Patti LuPone: A ShowBiz Memoir to Remember

She is probably the last of the great Broadway musical stars, certainly has the loudest (and funniest) wit, couldn’t be more honest (or complaining) and, with her trademark honesty and bawdy humor, has a heart and a funnybone as big as the Great White Way.

All of which to say that while actor/singer/comic/tuba player Patti LuPone sails through her memoir bringing one skeleton after another out of the closet from New York to Hollywood to London, we readers get to chuckle and wonder in wow-I-didn’t-know-that delight all along.

Who knew, for example, that centuries ago, opera singers canceled performances at the peak of their menstrual cycle because blood would so engorge their vocal cords that they could blow a singing gasket, as it were, that would render them silent for days and weeks afterward.

The great Jessye Norman told LuPone this, but too late: Following disastrous vocal blowouts (especially during Evita previews because that !@#$%^&! Andrew Lloyd Webber wouldn’t lower the register but more about that below), LuPone — one of Broadway’s most powerful and versatile singers — had to have surgery and learn how to sing all over again.

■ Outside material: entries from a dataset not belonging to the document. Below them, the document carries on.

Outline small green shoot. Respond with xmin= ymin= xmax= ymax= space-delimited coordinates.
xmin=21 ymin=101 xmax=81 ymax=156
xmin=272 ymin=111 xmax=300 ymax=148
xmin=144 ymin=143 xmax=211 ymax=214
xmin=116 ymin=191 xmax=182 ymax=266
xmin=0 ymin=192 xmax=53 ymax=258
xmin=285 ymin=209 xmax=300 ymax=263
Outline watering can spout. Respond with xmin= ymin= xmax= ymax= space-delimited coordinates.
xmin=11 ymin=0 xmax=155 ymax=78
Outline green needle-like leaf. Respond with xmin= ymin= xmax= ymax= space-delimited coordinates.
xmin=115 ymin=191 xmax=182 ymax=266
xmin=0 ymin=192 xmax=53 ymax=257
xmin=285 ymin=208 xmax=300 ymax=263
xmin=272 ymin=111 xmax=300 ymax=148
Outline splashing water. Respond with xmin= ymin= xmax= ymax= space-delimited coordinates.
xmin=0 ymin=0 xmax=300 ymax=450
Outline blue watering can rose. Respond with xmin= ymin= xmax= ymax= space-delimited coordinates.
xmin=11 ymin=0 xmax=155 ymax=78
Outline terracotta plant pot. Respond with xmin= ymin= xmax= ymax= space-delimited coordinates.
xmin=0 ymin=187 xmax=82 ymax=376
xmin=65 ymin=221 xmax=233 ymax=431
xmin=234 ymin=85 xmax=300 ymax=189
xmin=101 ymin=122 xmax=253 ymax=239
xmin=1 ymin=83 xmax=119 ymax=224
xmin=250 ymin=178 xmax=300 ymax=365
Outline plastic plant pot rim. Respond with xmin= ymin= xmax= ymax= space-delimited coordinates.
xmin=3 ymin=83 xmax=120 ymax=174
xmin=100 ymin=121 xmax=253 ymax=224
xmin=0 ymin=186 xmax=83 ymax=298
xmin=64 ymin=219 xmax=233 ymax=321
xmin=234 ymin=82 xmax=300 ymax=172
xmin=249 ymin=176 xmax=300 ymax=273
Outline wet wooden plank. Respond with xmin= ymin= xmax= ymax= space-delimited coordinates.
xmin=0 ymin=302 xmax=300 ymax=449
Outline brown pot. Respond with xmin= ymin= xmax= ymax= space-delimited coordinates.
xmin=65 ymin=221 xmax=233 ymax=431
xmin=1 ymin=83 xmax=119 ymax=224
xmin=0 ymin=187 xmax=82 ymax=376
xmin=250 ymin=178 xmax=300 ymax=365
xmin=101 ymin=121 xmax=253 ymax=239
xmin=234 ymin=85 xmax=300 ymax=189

That Breast-grabbing Topol and Others

And who knew that Topol, the Israeli actor who played Tevye in the movie version of Fiddler on the Roof and co-starred with LuPone in The Baker’s Wife, was an “obnoxious, unprofessional,” breast-grabbing, tyrannical spoiled brat of a star who refused to sing lyrics he didn’t like, so he would substitute “blah, blah, blah, blah.”

LuPone tries to be fair: “I know there are supposed to be two sides to every story, but believe me, both sides thought he was an asshole.”

Paul Sorvino is seen as “a classic show-off tenor”; John Houseman was just as dictatorial at Julliard as he was in the role of Professor Kingsley in The Paper Chase; Hal Prince was misguided and self-aggrandizing as the director of Evita; actor Bill Smitrovich — her husband in the TV series Life Goes On — is characterized as a “self-absorbed bully” (and boy, do we believe her); director John Berry turned out to be “an obnoxious human being with absolutely revolting personal hygiene”; and we’ll get to that !@#$%^&*! soon.

In fact, though, the bad guys are few. LuPone admires and loves a phone book of celebrities (Stephen Sondheim, Meryl Streep, Arthur Laurents, Mandy Patinkin, Angela Lansbury, Kevin Kline, Trevor Nunn et al) as well as Australian theatergoers (they throw out blankets of streamers and candy), sympathetic ushers (who take the cast of a turkey like The Baker’s Wife to dinner), dressing room ghosts (they do exist), her Sweeney Todd tuba named Irene that she stashed in her dressing room closet each night so she could say, “Good night, Irene!” and hundreds of others including a wonderfully earnest Concorde pilot who, learning that the great Patti LuPone might miss a performance in London because of blizzards along the way, pulled out all the stops and announced heartfully from the cockpit, “You’ll go on tonight, and you’ll give the performance of your life!” And she did.

The Lurching Sets of Sunset

But it’s the behind-the-scenes glimpses of a showbiz few of us see that make the book so absorbing. In London, the huge state-of-the-art sets for Sunset kept lurching unpredictably around the stage with LuPone and her costar clinging to the furniture until it was discovered that the radio frequency used to trigger the hydraulic lifts was too wide-open, meaning that every cell phone, taxi cab and courier service passing by in the street outside sent Norma Desmond’s living room skittering across the stage (another screwup by!@#$%^&*!)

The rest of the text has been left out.